The Office of the Holy Week
Latin and English, 1885


Exerpt from Preface
(pages 3 - 4)

The week before Easter has been called by several names, from the great mysteries and various ceremonies celebrated and performed in it. The Greeks and Latins anciently called it the Great Week, the Holy Week; sometimes, the Painful Week--that is, the Week of Austerities: also, the Week of Sorrows, the days of the Cross or of suffering. "We call it the Great Week," says St. Chrysostom, on Ps. 145, " not that it consists of a greater number of days, or that the days in it are longer; but on account of the great things which God has wrought in it: for on these days was the tyranny of the devil overthrown, death disarmed, sin and its curse taken away, heaven opened and made accessible, and men made fellows with the angels. "

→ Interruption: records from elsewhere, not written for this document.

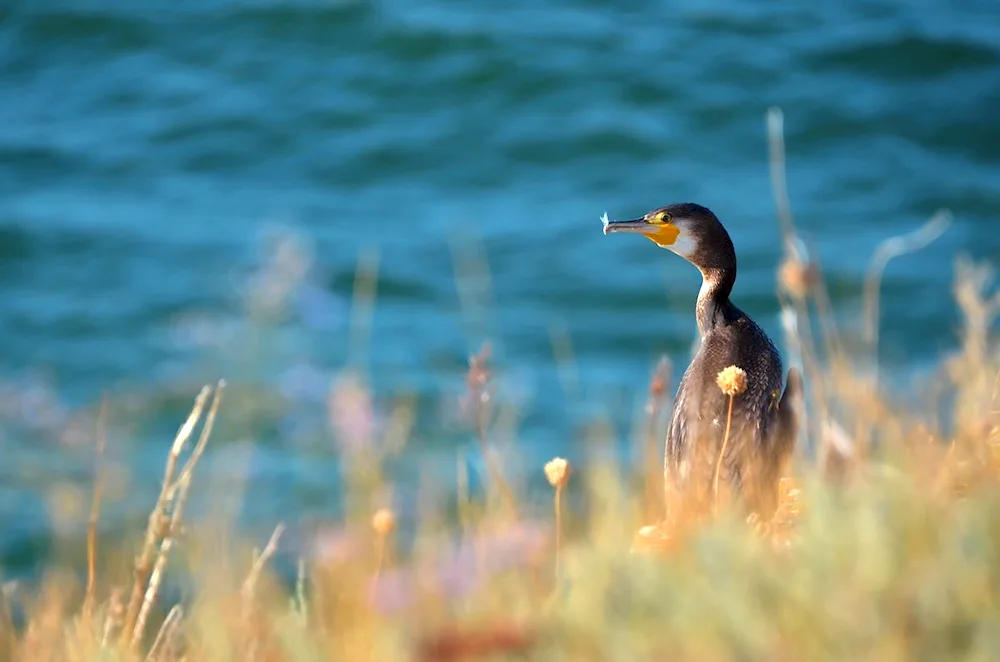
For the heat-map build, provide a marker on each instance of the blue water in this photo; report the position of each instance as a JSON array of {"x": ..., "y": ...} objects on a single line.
[{"x": 186, "y": 193}]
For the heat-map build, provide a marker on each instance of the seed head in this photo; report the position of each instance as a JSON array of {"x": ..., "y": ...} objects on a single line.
[
  {"x": 383, "y": 521},
  {"x": 732, "y": 380},
  {"x": 797, "y": 278},
  {"x": 557, "y": 471}
]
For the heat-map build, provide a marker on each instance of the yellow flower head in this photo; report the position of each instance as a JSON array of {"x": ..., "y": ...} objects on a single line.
[
  {"x": 557, "y": 471},
  {"x": 732, "y": 380},
  {"x": 383, "y": 521}
]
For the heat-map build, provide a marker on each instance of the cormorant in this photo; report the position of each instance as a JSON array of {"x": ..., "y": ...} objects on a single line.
[{"x": 763, "y": 425}]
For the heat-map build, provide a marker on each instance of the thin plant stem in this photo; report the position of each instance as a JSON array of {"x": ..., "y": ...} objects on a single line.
[
  {"x": 170, "y": 624},
  {"x": 558, "y": 509},
  {"x": 722, "y": 454},
  {"x": 143, "y": 564},
  {"x": 379, "y": 555},
  {"x": 95, "y": 510}
]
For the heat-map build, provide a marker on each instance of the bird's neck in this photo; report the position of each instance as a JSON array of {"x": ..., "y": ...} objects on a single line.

The chief object of the Church in this week is to celebrate the memory of the passion and death of her Redeemer; every part of the sacred liturgy is directed to this end; the Church's offices, more solemn and more multiplied in this week than in any other during the whole year, are most especially adapted to excite in the hearts of the Faithful those various sentiments of love and gratitude, of compassion for the sufferings of our Lord, of sorrow and detestation for sin, etc., which every Christian ought to cherish in this holy time. It is with the sincere desire of exciting pious sentiments in the hearts of the faithful that the whole liturgy of the Church for the Holy Week has been collected in this volume, and is presented to the public, both in the Latin and English languages. Thus, while the pious Christian unites his voice with that of the priest and of the choir, he may also penetrate the sense of the divine office, and sanction by the fervor of his heart what he pronounces with his tongue. For this reason, the editor flatters himself that this book will not fail to please all those who still entertain a due sense of piety and religion, and may profit even those who, through a want of instruction, seldom or never reflect on the great mysteries which the Church commemorates during the Holy Week. The very reading of this most pious and affecting part of the Church s liturgy is capable of exciting in their hearts a true and solid devotion.